The Yom Kippur evening service begins first with the intonement of the blessing of "shehechiyanu" in which we thank G-d that we have reached this special time of year; special because G-d in his kindness has given us this day to have our sins forgiven. Before the Kol Nidre prayer, the Chazzan intones three verses that invoke the authority of the Heavenly court as well as the earthly court, together with the authority of G-d Himself, which permits us to pray with sinners.
These three lines were first inserted in the thirteenth century by Rabbi Meir of Rothenbug, one of the greatest rabbis of his time. It is based on the Talmudic statement that says that a public fast in which transgressors do not participate is not a proper fast, comparing it to the smell of galbanum, which is unpleasant, nevertheless is included among the fragrant spices for the incense offering. From this we learn that all public fast days should include those who have sinned – they are part of the Jewish people too.
The Kol Nidre prayer is basically written in Aramaic, the language of the majority of the people who lived in Babylonia.
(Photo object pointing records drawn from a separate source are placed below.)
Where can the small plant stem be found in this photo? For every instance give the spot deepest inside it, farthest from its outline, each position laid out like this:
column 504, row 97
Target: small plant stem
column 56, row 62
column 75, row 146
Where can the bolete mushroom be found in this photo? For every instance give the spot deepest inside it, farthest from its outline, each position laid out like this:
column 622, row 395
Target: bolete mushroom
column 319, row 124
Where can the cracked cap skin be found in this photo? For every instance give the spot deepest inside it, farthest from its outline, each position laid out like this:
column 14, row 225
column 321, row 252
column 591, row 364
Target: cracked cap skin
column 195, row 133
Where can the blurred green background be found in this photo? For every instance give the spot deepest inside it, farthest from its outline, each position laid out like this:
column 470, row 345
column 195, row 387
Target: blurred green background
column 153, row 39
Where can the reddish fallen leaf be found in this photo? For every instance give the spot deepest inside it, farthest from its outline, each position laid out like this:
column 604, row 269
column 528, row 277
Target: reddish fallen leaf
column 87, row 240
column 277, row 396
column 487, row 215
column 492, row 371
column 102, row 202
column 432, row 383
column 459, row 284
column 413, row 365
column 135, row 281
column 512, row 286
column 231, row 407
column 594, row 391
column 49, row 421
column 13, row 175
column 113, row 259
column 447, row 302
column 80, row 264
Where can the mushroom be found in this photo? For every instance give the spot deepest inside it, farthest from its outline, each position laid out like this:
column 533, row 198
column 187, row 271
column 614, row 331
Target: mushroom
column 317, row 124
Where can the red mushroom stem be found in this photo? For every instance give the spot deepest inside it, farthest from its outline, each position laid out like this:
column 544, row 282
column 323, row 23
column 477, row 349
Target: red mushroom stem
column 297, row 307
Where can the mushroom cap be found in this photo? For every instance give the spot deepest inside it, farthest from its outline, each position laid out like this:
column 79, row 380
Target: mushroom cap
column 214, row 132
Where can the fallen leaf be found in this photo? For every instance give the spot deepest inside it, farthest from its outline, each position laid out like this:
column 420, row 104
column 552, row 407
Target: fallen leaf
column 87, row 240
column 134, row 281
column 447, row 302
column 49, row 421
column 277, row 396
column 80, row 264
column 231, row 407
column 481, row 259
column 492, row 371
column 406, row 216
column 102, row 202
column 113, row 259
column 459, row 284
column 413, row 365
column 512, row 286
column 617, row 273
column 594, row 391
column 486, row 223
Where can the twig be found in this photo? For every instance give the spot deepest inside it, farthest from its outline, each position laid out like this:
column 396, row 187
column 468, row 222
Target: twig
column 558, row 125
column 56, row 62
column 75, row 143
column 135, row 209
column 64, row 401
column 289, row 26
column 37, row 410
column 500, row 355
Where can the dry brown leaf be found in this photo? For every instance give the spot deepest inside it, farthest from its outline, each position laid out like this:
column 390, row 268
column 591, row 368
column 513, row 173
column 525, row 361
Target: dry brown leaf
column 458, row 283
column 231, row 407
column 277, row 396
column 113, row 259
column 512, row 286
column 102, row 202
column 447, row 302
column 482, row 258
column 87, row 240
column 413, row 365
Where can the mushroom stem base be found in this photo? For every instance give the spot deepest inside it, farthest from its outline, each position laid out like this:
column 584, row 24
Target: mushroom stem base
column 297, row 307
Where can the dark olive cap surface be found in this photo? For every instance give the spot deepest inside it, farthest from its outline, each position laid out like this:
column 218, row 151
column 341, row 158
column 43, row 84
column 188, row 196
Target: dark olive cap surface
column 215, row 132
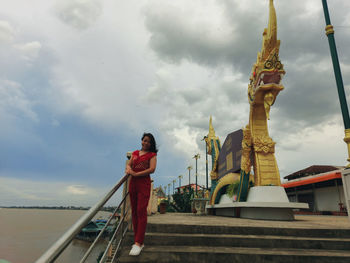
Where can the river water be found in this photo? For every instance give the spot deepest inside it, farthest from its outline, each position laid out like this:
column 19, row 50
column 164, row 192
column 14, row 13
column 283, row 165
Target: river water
column 25, row 234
The prayer is well over a thousand years old. It refers to vows that an individual took upon himself and do not have any bearing on vows between other people. It relates both to personal vows of the past and to the future, that they should not be binding.
During the persecutions and inquisitions in Spain this prayer acquired a deep significance since hundreds of thousands of Jews were forced to accept Christianity or face death, torture or both. By coming to the synagogue at the possible cost of their lives to hear this prayer, they publicly showed their renunciation of the forced conversions.
The words of the Kol Nidre are loosely translated as follows:
All personal vows that we are likely to make, all prohibitions, oaths, pledges, restrictions, limitations, or other equivalent expressions that we are like to vow, swear or proscribe for ourselves between this Yom Kippur and the next Yom Kippur, which shall come to us for good, we publicly renounce all of them. Let them all be relinquished and abandoned, null and void, neither firm nor established. Let our personal vows, pledges and oaths, be considered neither vows nor pledges nor oaths.